Y así amanecí dispuesta a vivir los mejores días del resto de mi vida. Ya que esta situación no solo abriría mi cuello, sino también los ojos a la realidad: Llegamos y nos vamos solos. No había parientes. Era Marianita, sola ante el destino. El doctor llegaba a la visita a las 8 y yo ya estaba lavándome los dientes, y había sido bañada por un enfermero de nombre Jesús. Mi amiga Elena Rodríguez, mi representante registrada en días atrás, había protestado en recepción, porque desde las 7 de la mañana, hora de ingreso, no había sabido nada de mí, hasta las 9 de la noche. Y llegó primero el médico ayudante del doctor Solórzano. “La veo muy bien, aunque debo confesarle que lo suyo fue bastante complicado. Le hicimos un vaciado total”, dijo. “Qué es eso doctor”? “Que le sacamos tiroides, nódulos, ganglios, para que nada se reproduzca en la zona”. Minutos después llegó el duro, el doctor Solórzano. “Bueno, no fue fácil Señora Romero” esta operación es de un par de horas, pero en usted me demoré 4, por eso es que conserva su voz y noto de acuerdo a sus cifras, una excelente evolución. Y yo “¿ya me puedo ir, doctorcito?” “La voy a dejar un día más para controlar su azúcar y como dijo el montubio, para “más mejor”. Me dio la mano y sin pensarlo dos veces se la besé y dije: “Gracias por salvarme”.
Sacarse la tiroides no es tan sencillo como proclaman. Queda una sensación de boca seca y al pasar el tiempo, todavía siento que me atraganto hasta con el agua. Los primeros días sentía mucho escalofrío y una sensación terrible en mi garganta. Pero todo se fue normalizando, porque puedo decir con alegría que estuve en las mejores manos y que ahora tengo una mirada agradecida a la vida. Veo el mundo de colores, aunque falta aún el yodo radioactivo que será un internamiento de cinco días en Solca y luego me aislaré en un hotel para no pasarle la radioactividad a nadie. ¿Qué me ha permitido esta enfermedad? Darme cuenta del cariño de mis amigas. Me tomé el mes de tregua que me dieron, para reunirme con varias de ellas.
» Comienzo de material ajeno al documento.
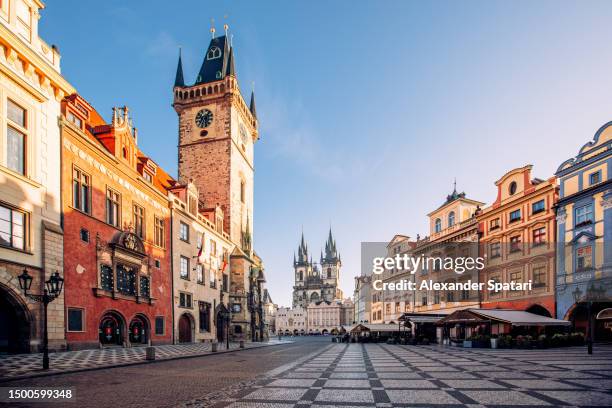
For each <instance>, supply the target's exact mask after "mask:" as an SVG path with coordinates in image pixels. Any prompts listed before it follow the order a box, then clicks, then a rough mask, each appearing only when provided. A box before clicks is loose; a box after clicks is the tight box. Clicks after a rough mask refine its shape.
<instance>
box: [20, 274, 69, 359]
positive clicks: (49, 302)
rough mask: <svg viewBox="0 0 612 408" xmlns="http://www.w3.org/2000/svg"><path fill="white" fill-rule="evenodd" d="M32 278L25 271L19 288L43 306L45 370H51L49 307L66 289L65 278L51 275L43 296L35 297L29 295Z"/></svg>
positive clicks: (38, 295)
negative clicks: (50, 361)
mask: <svg viewBox="0 0 612 408" xmlns="http://www.w3.org/2000/svg"><path fill="white" fill-rule="evenodd" d="M32 280H33V278H32V276H30V275H29V274H28V271H27V269H24V270H23V273H22V274H21V275H19V286H20V287H21V290H23V294H24V295H25V296H26V297H28V298H30V299H32V300H34V301H36V302H39V303H42V304H43V309H44V311H43V319H44V320H43V324H44V329H43V370H48V369H49V336H48V333H47V305H49V303H51V302H53V301H54V300H55V299H56V298H57V297H58V296H59V295H60V293H62V289H63V288H64V278H62V277H61V276H60V274H59V272H57V271H55V273H53V274H51V277H50V278H49V280H47V281H46V282H45V289H44V290H43V294H42V295H34V294H31V293H28V290H30V287H32Z"/></svg>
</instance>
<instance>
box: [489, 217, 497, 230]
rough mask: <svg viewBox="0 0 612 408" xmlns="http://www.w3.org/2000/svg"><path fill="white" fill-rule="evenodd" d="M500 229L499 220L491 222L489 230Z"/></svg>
mask: <svg viewBox="0 0 612 408" xmlns="http://www.w3.org/2000/svg"><path fill="white" fill-rule="evenodd" d="M497 228H499V218H495V219H494V220H491V221H490V222H489V230H494V229H497Z"/></svg>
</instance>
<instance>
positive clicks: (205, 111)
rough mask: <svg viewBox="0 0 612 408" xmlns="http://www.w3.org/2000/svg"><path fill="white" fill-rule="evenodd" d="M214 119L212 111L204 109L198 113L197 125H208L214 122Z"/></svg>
mask: <svg viewBox="0 0 612 408" xmlns="http://www.w3.org/2000/svg"><path fill="white" fill-rule="evenodd" d="M212 119H213V116H212V112H211V111H209V110H208V109H202V110H201V111H199V112H198V114H197V115H196V125H198V127H201V128H205V127H208V126H210V124H211V123H212Z"/></svg>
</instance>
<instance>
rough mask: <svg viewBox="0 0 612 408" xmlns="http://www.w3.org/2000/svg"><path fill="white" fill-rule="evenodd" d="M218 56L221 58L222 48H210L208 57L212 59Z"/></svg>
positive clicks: (208, 53) (207, 55) (208, 52)
mask: <svg viewBox="0 0 612 408" xmlns="http://www.w3.org/2000/svg"><path fill="white" fill-rule="evenodd" d="M217 58H221V48H219V47H212V48H211V49H210V50H208V54H206V59H208V60H211V59H217Z"/></svg>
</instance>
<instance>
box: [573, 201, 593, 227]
mask: <svg viewBox="0 0 612 408" xmlns="http://www.w3.org/2000/svg"><path fill="white" fill-rule="evenodd" d="M591 222H593V204H587V205H583V206H581V207H577V208H576V226H579V225H583V224H588V223H591Z"/></svg>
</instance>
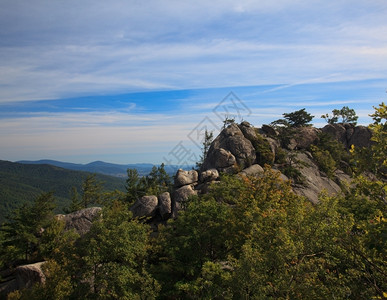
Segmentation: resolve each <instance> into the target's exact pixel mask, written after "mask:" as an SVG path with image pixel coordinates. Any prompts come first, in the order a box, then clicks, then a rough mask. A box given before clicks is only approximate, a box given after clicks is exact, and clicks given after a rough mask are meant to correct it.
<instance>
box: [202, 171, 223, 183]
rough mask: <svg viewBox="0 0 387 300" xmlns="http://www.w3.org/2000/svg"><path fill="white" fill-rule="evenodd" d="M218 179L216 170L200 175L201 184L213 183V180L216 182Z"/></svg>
mask: <svg viewBox="0 0 387 300" xmlns="http://www.w3.org/2000/svg"><path fill="white" fill-rule="evenodd" d="M218 178H219V172H218V170H217V169H209V170H207V171H204V172H202V173H201V174H200V181H201V182H209V181H214V180H217V179H218Z"/></svg>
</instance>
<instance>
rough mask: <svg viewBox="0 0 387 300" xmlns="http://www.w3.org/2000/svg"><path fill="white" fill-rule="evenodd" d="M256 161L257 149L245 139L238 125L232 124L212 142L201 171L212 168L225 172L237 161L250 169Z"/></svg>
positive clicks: (248, 140) (225, 129)
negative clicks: (252, 164)
mask: <svg viewBox="0 0 387 300" xmlns="http://www.w3.org/2000/svg"><path fill="white" fill-rule="evenodd" d="M243 127H246V126H243ZM221 149H223V150H221ZM230 154H232V156H231V155H230ZM255 159H256V156H255V149H254V147H253V145H252V144H251V142H250V141H249V140H248V139H247V138H245V136H244V135H243V133H242V131H241V130H240V129H239V127H238V125H236V124H231V125H229V126H228V127H227V128H225V129H223V130H222V132H221V133H220V134H219V135H218V136H217V137H216V139H215V140H214V141H213V142H212V144H211V147H210V149H209V150H208V154H207V157H206V159H205V160H204V162H203V166H202V168H201V171H205V170H208V169H212V168H216V169H217V170H218V171H224V170H223V169H227V168H229V167H231V166H233V164H234V163H235V161H236V163H237V164H238V165H239V166H242V167H248V166H250V165H251V164H253V163H254V161H255Z"/></svg>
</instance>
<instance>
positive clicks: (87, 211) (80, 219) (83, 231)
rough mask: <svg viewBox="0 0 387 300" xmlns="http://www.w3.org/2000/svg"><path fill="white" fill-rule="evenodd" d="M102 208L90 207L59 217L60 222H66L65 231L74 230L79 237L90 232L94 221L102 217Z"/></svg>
mask: <svg viewBox="0 0 387 300" xmlns="http://www.w3.org/2000/svg"><path fill="white" fill-rule="evenodd" d="M101 211H102V209H101V208H100V207H89V208H85V209H82V210H79V211H76V212H73V213H70V214H67V215H57V218H58V219H59V220H63V221H64V222H65V230H71V229H74V230H75V231H76V232H77V233H78V234H79V235H81V236H82V235H84V234H85V233H87V232H89V230H90V228H91V225H92V222H93V220H94V219H95V218H96V217H98V216H100V214H101Z"/></svg>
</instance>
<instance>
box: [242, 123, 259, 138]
mask: <svg viewBox="0 0 387 300" xmlns="http://www.w3.org/2000/svg"><path fill="white" fill-rule="evenodd" d="M239 129H240V130H241V131H242V133H243V136H244V137H245V138H246V139H248V140H249V141H253V140H256V139H257V132H256V129H255V128H254V127H252V126H251V125H250V123H248V122H242V123H241V125H239Z"/></svg>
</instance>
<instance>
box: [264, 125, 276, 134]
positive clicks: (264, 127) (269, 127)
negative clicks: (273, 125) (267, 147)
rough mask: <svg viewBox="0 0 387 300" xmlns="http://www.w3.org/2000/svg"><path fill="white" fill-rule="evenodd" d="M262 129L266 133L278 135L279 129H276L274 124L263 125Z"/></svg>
mask: <svg viewBox="0 0 387 300" xmlns="http://www.w3.org/2000/svg"><path fill="white" fill-rule="evenodd" d="M261 130H262V132H263V133H264V134H266V135H269V136H277V135H278V131H276V130H275V129H274V128H273V127H272V126H270V125H262V127H261Z"/></svg>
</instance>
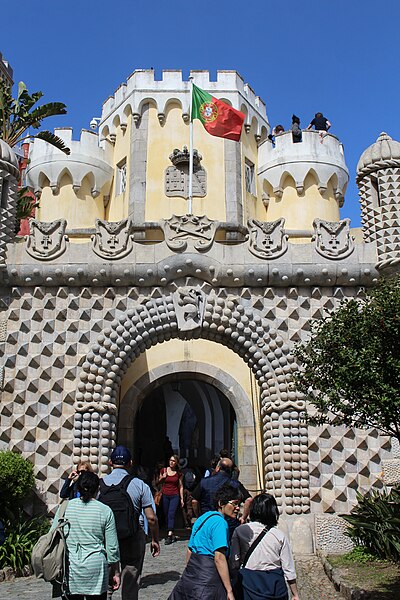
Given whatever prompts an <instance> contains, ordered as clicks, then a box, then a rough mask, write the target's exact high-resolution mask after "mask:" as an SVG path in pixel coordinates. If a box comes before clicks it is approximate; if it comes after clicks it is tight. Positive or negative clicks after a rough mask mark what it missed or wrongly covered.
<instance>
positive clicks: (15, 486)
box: [0, 450, 35, 517]
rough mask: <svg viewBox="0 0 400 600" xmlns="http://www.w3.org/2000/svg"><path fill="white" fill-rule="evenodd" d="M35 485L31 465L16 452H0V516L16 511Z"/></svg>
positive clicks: (12, 514)
mask: <svg viewBox="0 0 400 600" xmlns="http://www.w3.org/2000/svg"><path fill="white" fill-rule="evenodd" d="M34 485H35V476H34V473H33V465H32V463H30V462H29V461H28V460H26V459H25V458H23V457H22V456H21V455H20V454H17V453H16V452H11V450H3V451H1V452H0V516H2V517H9V516H10V515H14V514H15V512H16V511H18V509H19V507H20V505H21V504H22V502H23V501H24V500H25V499H26V497H27V496H28V495H29V494H30V492H31V491H32V489H33V487H34Z"/></svg>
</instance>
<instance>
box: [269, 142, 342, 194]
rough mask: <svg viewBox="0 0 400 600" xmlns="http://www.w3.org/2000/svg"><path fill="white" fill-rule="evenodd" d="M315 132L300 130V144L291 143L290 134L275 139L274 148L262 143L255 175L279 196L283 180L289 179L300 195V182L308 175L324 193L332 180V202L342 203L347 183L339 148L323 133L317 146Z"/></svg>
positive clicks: (317, 144)
mask: <svg viewBox="0 0 400 600" xmlns="http://www.w3.org/2000/svg"><path fill="white" fill-rule="evenodd" d="M319 133H320V132H318V131H303V133H302V141H301V142H297V143H294V142H293V137H292V133H291V132H290V131H286V132H284V133H282V134H280V135H278V136H276V138H275V147H274V146H273V145H272V142H271V141H270V140H265V141H264V142H263V143H262V144H260V147H259V165H260V166H259V169H258V175H259V177H260V179H261V180H265V181H267V182H268V183H269V184H270V185H271V187H272V189H273V190H274V193H275V194H276V195H277V196H279V194H281V193H282V187H283V182H284V179H285V177H286V176H287V175H290V176H291V177H293V179H294V182H295V186H296V189H297V191H298V193H300V194H301V193H303V190H304V181H305V179H306V177H307V175H308V174H309V173H310V172H313V174H314V175H315V177H316V179H317V182H318V188H319V191H320V192H321V193H324V192H325V191H326V189H327V187H328V182H329V181H330V180H332V183H333V188H334V193H335V197H336V199H337V200H338V201H339V203H340V204H342V203H343V198H344V193H345V190H346V186H347V183H348V180H349V172H348V169H347V166H346V163H345V159H344V151H343V145H342V144H341V142H340V140H339V139H338V138H337V137H335V136H334V135H331V134H327V135H325V136H324V138H323V142H322V143H321V137H320V135H319Z"/></svg>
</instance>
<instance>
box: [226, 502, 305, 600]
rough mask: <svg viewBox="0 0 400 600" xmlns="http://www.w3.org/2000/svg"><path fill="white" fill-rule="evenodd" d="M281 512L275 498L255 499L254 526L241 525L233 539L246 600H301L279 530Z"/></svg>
mask: <svg viewBox="0 0 400 600" xmlns="http://www.w3.org/2000/svg"><path fill="white" fill-rule="evenodd" d="M278 519H279V510H278V506H277V504H276V500H275V498H274V497H273V496H271V494H266V493H263V494H259V495H258V496H256V497H255V498H253V502H252V504H251V508H250V523H245V524H244V525H239V527H237V528H236V529H235V532H234V534H233V537H232V545H231V555H230V566H231V569H232V572H233V573H234V575H236V576H237V580H238V583H237V584H238V586H239V588H241V590H240V591H241V592H242V593H243V596H242V597H243V599H244V600H256V599H257V600H262V599H263V598H264V599H268V600H288V597H289V596H288V592H287V586H286V581H287V582H288V584H289V587H290V591H291V593H292V600H299V593H298V590H297V584H296V571H295V568H294V561H293V556H292V551H291V549H290V546H289V542H288V540H287V538H286V536H285V535H284V533H282V531H280V530H279V529H278V528H277V524H278Z"/></svg>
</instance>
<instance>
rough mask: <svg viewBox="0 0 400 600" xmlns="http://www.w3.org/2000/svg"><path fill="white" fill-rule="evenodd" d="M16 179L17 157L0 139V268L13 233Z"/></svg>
mask: <svg viewBox="0 0 400 600" xmlns="http://www.w3.org/2000/svg"><path fill="white" fill-rule="evenodd" d="M18 179H19V170H18V161H17V157H16V156H15V154H14V152H13V151H12V150H11V148H10V146H8V144H6V143H5V142H3V141H2V140H0V268H3V267H5V259H6V250H7V244H8V242H10V241H11V240H12V239H13V237H14V233H15V232H14V229H15V209H16V201H17V190H18Z"/></svg>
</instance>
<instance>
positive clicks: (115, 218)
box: [106, 115, 132, 221]
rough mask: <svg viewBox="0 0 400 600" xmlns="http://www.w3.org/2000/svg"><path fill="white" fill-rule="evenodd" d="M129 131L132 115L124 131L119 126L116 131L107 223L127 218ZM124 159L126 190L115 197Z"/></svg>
mask: <svg viewBox="0 0 400 600" xmlns="http://www.w3.org/2000/svg"><path fill="white" fill-rule="evenodd" d="M131 130H132V115H129V117H128V120H127V127H126V130H125V131H123V130H122V129H121V127H120V126H118V127H117V130H116V140H115V146H114V153H113V160H112V164H113V167H114V177H113V181H112V186H111V190H110V202H109V204H108V206H107V210H106V215H107V216H106V218H107V220H108V221H121V220H122V219H126V218H127V217H128V203H129V178H130V166H131V145H130V139H131ZM124 159H126V190H125V192H124V193H122V194H119V195H118V196H115V191H116V189H115V186H116V183H117V171H118V166H117V165H119V164H120V163H121V162H122V161H123V160H124Z"/></svg>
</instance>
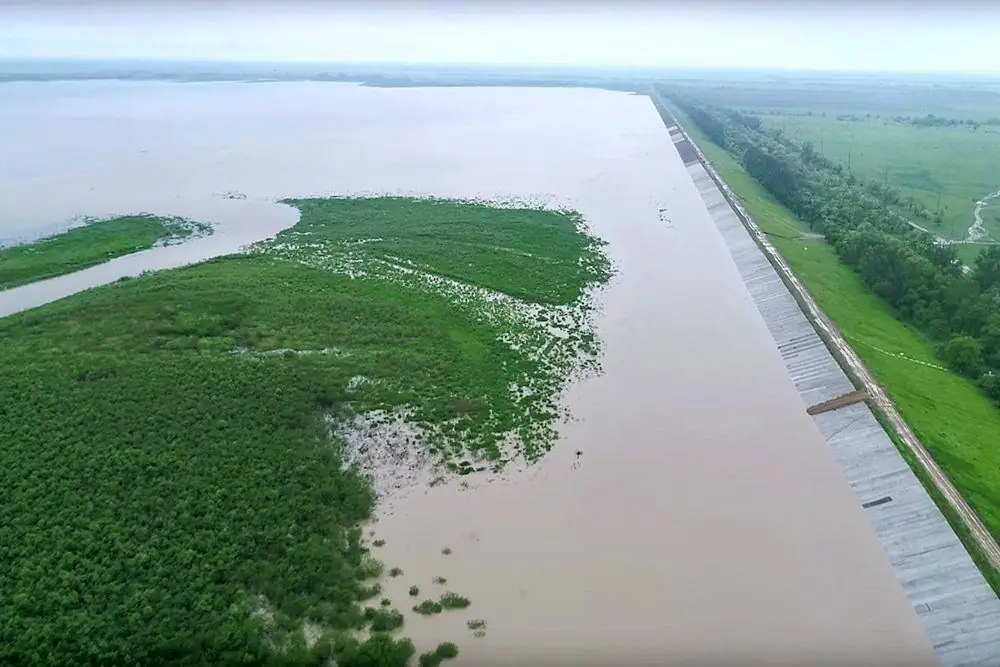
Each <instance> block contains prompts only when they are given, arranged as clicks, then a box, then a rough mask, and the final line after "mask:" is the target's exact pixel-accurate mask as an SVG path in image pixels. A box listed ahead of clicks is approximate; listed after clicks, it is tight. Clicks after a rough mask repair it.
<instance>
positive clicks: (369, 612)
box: [365, 607, 403, 632]
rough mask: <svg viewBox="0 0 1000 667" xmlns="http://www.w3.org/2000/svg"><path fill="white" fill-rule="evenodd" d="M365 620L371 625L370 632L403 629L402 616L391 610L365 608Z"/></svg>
mask: <svg viewBox="0 0 1000 667" xmlns="http://www.w3.org/2000/svg"><path fill="white" fill-rule="evenodd" d="M365 620H367V621H368V622H369V623H370V624H371V630H372V632H392V631H393V630H397V629H399V628H401V627H403V615H402V614H400V613H399V612H398V611H395V610H392V609H375V608H374V607H365Z"/></svg>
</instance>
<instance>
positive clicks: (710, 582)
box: [0, 83, 937, 665]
Junto a mi madre, mi hermana y mi hija, me transmitieron fortaleza para seguir insistiendo en mi destino. Ahora llevo esta herida de guerra que me recuerda que estoy viva y que eso, es lo más importante. Si la suerte me concedió esta última oportunidad, debe ser porque tengo alguna misión importante que todavía debo cumplir. La muerte, no me asusta. Estoy convencida de que todo lo que me está sucediendo, es una preparación para acercarme suavemente a ella.